A.D. : Les OAD se développent de plus en plus mais c’est une technologie qui reste encore assez méconnue des viticulteurs et ce pour plusieurs raisons :
- La première, c’est qu’auparavant, le numérique pouvait faire peur à une partie de la population agricole, qui n’était pas à l’aise avec ces outils. Mais les choses changent. Aujourd’hui tout le monde a un smartphone ou un ordinateur entre les mains.
- La seconde, c’est qu’historiquement, les OAD et plus particulièrement les modèles étaient surtout utilisés par les conseillers. Avec DeciTrait, on a voulu sortir de ce schéma en proposant un OAD qui s’adresse directement au viticulteur.
Encore une fois : l’idée n’est pas de remplacer les conseillers. Au contraire, l’OAD peut être un lien entre le conseiller et le viticulteur et constituer un élément supplémentaire pour objectiver la décision de traitement.
Depuis son lancement en 2020, le nombre d’utilisateurs de DeciTrait ne cesse de croître et a déjà convaincu plus de 500 utilisateurs. Et ce n’est que le début. La réglementation se durcit. On demande davantage de traçabilité. Le métier devient plus technique.
Alors je pense que, de plus en plus souvent, les viticulteurs vont se tourner vers des Outils d’Aide à la Décision pour faciliter leurs prises de décision.
À quoi ressembleront les OAD dans 10 ans selon vous ?
A.D. : Il y a un grand pas à faire dans l’interopérabilité entre les outils. Tout le monde propose son outil dans son coin. Les viticulteurs disent stop ! Il faut que les outils se parlent entre eux pour éviter les doubles saisies et simplifier leur usage.
L’autre jour, je discutais avec un viticulteur qui m’a dit qu’il devait renseigner ses traitements 3 fois : une fois dans DeciTrait, une fois dans son logiciel de traçabilité et une fois dans l’outil de l’interprofession. C’est fastidieux.
Les outils de demain devront communiquer entre eux. C’est d’ailleurs pour cette raison que nous avons développé un partenariat avec Weenat afin que les préconisations de DeciTrait soient disponibles directement dans leur application.
Toutes les données de DeciTrait® sont disponibles directement depuis l’application Weenat.
Ainsi, vous pouvez ajuster vos traitements pour réduire l’utilisation de produits tout en minimisant les risques de maladie.
Comment activer DeciTrait® sur vos parcelles ?
Pour activer les fonctionnalités DeciTrait® , connectez vous à l’application Weenat :
- Rendez-vous dans Administration,
- Puis Options
- Et sélectionnez DeciTrait®.
DeciTrait® est un outil payant.
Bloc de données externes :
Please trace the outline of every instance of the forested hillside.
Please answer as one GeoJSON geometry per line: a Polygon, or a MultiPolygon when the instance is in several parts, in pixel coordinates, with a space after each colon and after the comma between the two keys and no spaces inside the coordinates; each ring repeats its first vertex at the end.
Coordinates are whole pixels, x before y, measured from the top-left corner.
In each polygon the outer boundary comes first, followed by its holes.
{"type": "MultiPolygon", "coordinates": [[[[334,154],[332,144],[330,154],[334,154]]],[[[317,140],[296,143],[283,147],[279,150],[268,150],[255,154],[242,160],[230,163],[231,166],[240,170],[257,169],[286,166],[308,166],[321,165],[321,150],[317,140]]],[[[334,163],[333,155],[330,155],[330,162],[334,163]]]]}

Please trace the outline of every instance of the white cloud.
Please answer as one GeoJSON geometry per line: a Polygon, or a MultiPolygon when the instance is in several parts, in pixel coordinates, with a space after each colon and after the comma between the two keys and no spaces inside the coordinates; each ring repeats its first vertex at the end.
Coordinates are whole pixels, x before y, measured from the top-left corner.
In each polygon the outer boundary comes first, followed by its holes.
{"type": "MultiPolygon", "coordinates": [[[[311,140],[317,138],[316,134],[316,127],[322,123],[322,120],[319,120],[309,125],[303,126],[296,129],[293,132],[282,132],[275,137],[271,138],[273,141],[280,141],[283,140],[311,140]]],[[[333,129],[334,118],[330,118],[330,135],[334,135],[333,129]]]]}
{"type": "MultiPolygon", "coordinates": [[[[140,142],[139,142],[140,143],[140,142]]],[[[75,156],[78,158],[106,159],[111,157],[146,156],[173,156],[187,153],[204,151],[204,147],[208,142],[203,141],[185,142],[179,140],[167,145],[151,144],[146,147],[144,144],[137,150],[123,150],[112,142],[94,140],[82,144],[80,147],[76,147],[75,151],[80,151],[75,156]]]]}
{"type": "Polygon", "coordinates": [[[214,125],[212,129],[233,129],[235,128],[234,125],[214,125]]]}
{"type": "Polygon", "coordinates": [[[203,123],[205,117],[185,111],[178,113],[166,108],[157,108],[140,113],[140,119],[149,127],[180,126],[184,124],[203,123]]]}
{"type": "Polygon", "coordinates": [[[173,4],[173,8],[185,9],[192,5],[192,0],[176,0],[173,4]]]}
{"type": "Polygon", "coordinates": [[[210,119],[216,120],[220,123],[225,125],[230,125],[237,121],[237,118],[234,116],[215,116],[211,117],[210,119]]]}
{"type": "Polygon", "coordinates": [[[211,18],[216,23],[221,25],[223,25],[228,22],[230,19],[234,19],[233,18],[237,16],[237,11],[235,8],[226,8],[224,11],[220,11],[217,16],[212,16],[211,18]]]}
Toutefois son coût sera vite rentabilisé grâce aux économies d’intrants et aux gains de rendements que vous allez réaliser.
Quels sont vos prochains projets pour améliorer DeciTrait ?
A.D. : On vient tout juste de rajouter un module sur les résidus. Les viticulteurs vont pouvoir consulter une base de données afin de savoir si les matières actives contenues dans un produit ont tendance à se retrouver dans le vin.
Les résidus retrouvés dans le vin sont, dans l’immense majorité des cas, très inférieurs aux LMR (Limites maximales de résidus). Toutefois, certains viticulteurs souhaitent tout de même diminuer le nombre de résidus pour répondre aux attentes sociétales. Certains vont même encore plus loin et s’engagent dans la démarche zéro résidu de pesticide (ZRP), un label porté par le collectif Nouveaux Champs.
Autre nouveauté : on va ajouter un système de filtres pour aider les viticulteurs à trouver les produits les mieux adaptés à leurs besoins. Le viticulteur va pouvoir dire “je cherche un produit contre le mildiou qui n’est pas CMR, avec un Délai de rentrée inférieur ou égal à 24 heures et qui est également efficace contre le black-rot”.